In Brookfield FC, a majority of the Full Federal Court held in 2009 that a litigation funding scheme falls within the definition of an MIS in the Corporations Act, and would therefore be subject to the MIS regulatory regime set out in Chapter 5C of the Corporations Act. The effect of the decision was almost immediately reversed by ASIC and, later, by Labor Government-led amendments to the Corporations Regulations 2001 (Cth) (Regulations), which excluded litigation funding schemes from the MIS regime in the Corporations Act.
That position continued until the Coalition Government amended the Regulations in August 2020, removing the exemption of litigation funding schemes from the MIS regime and requiring litigation funders to comply with the MIS regime. ASIC granted class order relief to litigation funders in respect of some of the MIS requirements, recognising that numerous features of the MIS regime were ill-suited to litigation funding arrangements, but litigation funders were nonetheless required to comply with a meaningful rump of regulatory MIS requirements.
Brookfield FC triggered a 13-year journey of regulatory and executive, rather than legislative, changes flowing from its seminal conclusion – reversed today – that funding schemes are MISs.
The Full Court unanimously held today that the majority decision in Brookfield FC was “plainly wrong”, and that categorising litigation funding schemes as MISs was inconsistent with legislative intention, given the context of the specific provisions making up the MIS regime within the Corporations Act, as well as the provisions governing class actions in the Federal Court of Australia Act 1976 (Cth).
Justice Anderson, in the leading judgment, noted that numerous MIS provisions were incapable of application to litigation funding schemes or otherwise impossible for a typical litigation funding scheme to comply with. Justice Lee described the decision in Brookfield FC as “a case of placing a square peg into a round hole”, which could only be done by adopting an excessively literal interpretation of the relevant provisions of the Corporation Act.

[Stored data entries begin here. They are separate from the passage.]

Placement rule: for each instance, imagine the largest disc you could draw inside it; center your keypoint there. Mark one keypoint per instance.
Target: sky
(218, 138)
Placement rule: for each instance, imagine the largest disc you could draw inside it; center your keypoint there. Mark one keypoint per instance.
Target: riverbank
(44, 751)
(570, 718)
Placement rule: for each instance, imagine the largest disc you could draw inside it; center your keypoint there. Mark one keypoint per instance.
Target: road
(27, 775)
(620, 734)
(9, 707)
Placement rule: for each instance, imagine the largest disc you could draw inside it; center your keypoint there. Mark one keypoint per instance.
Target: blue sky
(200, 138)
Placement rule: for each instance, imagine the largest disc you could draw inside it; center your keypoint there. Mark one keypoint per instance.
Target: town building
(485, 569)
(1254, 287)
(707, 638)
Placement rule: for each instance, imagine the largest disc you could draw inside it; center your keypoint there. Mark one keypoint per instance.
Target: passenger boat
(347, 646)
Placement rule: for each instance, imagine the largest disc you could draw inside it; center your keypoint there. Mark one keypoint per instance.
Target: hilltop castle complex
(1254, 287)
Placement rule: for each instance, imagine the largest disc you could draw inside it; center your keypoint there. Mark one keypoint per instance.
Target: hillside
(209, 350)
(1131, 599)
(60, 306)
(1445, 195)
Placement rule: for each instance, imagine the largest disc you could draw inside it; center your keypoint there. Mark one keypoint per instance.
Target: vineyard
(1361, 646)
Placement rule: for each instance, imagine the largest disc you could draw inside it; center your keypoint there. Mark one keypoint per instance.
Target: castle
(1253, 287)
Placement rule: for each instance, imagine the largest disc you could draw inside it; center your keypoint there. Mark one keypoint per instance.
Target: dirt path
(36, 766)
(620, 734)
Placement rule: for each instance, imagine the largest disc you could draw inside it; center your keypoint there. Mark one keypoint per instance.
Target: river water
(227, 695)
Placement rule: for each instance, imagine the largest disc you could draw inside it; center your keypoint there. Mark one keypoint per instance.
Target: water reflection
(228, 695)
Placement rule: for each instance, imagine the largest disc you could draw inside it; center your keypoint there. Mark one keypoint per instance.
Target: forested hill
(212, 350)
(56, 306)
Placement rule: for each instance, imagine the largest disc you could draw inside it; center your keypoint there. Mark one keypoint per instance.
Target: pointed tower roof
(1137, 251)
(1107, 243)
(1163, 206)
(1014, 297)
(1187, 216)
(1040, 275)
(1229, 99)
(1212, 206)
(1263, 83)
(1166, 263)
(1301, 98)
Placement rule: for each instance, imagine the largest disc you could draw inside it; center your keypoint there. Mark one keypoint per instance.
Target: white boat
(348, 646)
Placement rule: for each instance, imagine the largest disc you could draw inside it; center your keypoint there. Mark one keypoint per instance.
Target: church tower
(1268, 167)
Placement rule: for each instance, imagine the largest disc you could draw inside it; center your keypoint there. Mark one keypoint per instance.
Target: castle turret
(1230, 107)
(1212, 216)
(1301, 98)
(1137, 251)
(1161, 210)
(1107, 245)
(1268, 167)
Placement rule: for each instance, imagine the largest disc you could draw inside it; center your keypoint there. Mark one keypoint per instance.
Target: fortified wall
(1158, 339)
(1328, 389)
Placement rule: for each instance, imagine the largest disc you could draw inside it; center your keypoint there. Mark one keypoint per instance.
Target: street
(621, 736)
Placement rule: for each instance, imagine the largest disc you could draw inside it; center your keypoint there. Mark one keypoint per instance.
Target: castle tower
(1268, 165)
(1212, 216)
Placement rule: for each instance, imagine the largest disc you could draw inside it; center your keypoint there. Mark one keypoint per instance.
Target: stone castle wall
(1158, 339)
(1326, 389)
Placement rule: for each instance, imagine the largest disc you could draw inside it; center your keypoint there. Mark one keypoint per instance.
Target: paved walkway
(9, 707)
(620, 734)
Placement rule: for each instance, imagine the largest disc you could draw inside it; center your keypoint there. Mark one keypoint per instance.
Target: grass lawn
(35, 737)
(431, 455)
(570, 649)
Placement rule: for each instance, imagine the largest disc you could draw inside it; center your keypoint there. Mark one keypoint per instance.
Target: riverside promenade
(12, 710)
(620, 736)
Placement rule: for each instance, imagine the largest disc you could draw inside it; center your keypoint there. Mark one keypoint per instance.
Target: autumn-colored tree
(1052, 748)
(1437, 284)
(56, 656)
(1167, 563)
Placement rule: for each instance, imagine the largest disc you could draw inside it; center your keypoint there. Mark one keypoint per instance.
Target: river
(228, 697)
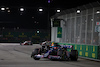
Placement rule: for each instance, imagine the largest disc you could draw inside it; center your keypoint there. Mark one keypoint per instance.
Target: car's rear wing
(66, 46)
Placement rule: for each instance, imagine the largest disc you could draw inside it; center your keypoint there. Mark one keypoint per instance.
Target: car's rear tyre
(36, 58)
(74, 55)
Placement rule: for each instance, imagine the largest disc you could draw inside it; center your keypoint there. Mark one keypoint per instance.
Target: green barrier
(89, 51)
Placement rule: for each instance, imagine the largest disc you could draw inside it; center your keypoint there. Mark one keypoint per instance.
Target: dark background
(31, 18)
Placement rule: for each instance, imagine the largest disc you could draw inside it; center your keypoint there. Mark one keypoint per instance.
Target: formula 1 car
(26, 43)
(56, 52)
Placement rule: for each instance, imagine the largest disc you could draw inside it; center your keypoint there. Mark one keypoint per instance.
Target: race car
(26, 43)
(56, 52)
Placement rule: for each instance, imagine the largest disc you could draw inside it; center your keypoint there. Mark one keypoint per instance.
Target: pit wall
(87, 51)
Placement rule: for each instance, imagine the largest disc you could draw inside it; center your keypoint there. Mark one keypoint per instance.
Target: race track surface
(15, 55)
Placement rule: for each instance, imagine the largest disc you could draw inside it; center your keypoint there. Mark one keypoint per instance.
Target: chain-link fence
(82, 27)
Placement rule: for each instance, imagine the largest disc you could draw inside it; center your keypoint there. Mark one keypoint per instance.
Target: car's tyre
(35, 52)
(74, 55)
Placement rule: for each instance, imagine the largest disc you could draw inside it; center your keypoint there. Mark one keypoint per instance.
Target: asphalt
(15, 55)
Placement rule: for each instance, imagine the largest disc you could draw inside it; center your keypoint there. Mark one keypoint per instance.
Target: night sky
(31, 18)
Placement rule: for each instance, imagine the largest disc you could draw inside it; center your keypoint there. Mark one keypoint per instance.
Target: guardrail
(87, 51)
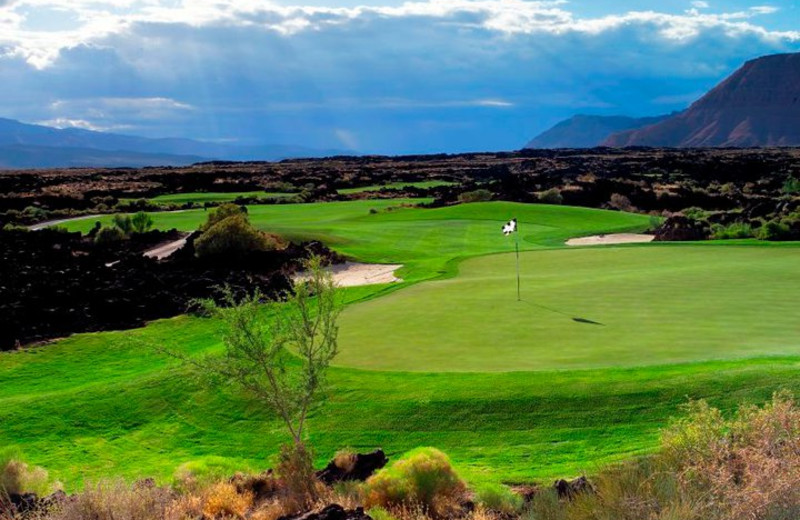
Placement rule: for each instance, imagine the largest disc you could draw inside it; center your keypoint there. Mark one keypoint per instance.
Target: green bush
(774, 230)
(423, 477)
(480, 195)
(551, 196)
(231, 236)
(124, 223)
(731, 231)
(499, 498)
(109, 235)
(222, 212)
(141, 222)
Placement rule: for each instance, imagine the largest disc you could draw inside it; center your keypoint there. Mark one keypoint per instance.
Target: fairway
(586, 308)
(512, 391)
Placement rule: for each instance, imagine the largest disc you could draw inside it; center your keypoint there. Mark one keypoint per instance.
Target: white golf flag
(510, 227)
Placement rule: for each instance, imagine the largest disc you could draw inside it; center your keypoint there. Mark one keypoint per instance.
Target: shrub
(231, 236)
(791, 186)
(109, 235)
(422, 477)
(17, 477)
(480, 195)
(141, 222)
(116, 500)
(620, 202)
(731, 231)
(124, 223)
(774, 230)
(499, 498)
(222, 212)
(223, 501)
(551, 196)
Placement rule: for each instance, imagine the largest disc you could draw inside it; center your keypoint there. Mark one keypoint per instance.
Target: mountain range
(758, 105)
(36, 146)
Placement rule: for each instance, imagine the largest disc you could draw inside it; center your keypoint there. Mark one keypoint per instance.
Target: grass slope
(100, 404)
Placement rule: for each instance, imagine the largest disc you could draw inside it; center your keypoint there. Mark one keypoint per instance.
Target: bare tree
(278, 352)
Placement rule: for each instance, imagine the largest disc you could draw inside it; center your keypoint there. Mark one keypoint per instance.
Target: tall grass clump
(422, 478)
(709, 467)
(17, 477)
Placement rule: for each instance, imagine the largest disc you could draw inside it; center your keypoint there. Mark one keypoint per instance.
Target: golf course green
(605, 346)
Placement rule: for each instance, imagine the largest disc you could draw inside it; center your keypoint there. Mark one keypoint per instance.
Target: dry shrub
(423, 477)
(749, 465)
(17, 477)
(709, 468)
(345, 460)
(222, 501)
(117, 500)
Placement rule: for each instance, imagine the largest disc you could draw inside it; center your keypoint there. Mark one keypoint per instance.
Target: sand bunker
(351, 274)
(616, 238)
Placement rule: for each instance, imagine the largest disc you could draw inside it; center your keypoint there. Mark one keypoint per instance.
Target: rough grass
(426, 241)
(395, 186)
(94, 405)
(208, 196)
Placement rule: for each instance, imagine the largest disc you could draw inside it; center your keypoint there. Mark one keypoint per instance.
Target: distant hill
(25, 145)
(584, 131)
(22, 156)
(759, 105)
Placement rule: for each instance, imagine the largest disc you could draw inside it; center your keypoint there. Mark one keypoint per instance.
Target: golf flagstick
(511, 227)
(516, 244)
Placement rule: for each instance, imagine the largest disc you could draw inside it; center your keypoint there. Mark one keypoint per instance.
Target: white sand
(616, 238)
(167, 249)
(351, 274)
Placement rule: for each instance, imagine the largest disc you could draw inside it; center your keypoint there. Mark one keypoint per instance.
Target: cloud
(418, 76)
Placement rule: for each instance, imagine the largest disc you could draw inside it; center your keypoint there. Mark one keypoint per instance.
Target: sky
(387, 77)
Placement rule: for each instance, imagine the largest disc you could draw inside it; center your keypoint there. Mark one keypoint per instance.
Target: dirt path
(164, 250)
(351, 274)
(616, 238)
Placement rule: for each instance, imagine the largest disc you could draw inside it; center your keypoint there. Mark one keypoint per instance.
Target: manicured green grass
(99, 405)
(395, 186)
(578, 394)
(426, 241)
(637, 306)
(201, 197)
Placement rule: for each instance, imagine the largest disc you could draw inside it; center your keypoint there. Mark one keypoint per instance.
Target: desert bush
(620, 202)
(709, 467)
(791, 186)
(108, 235)
(17, 477)
(124, 223)
(479, 195)
(222, 500)
(731, 231)
(141, 222)
(192, 476)
(222, 212)
(231, 236)
(118, 500)
(774, 230)
(421, 477)
(499, 498)
(551, 196)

The immediate consequence of the Full Court’s decision is that funded class actions are no longer required to be registered as MISs under applicable law. Litigation funders who are presently funding registered litigation funding schemes will need to decide whether to apply to ASIC to deregister their scheme, wait to see if ASIC decides to deregister litigation funding schemes on their own volition, or continue to operate a registered scheme (in which case, the MIS regime in Chapter 5C will continue to apply). Legislative reform providing for more suitable regulation of the litigation funding industry might follow, but it likely won’t in the short term.
In our observation, the MIS requirements did not meaningfully reduce the appetite of funders to fund class actions in Australia, and so we do not expect the Full Court’s decision to have a meaningful effect on the number of class actions commenced in the future.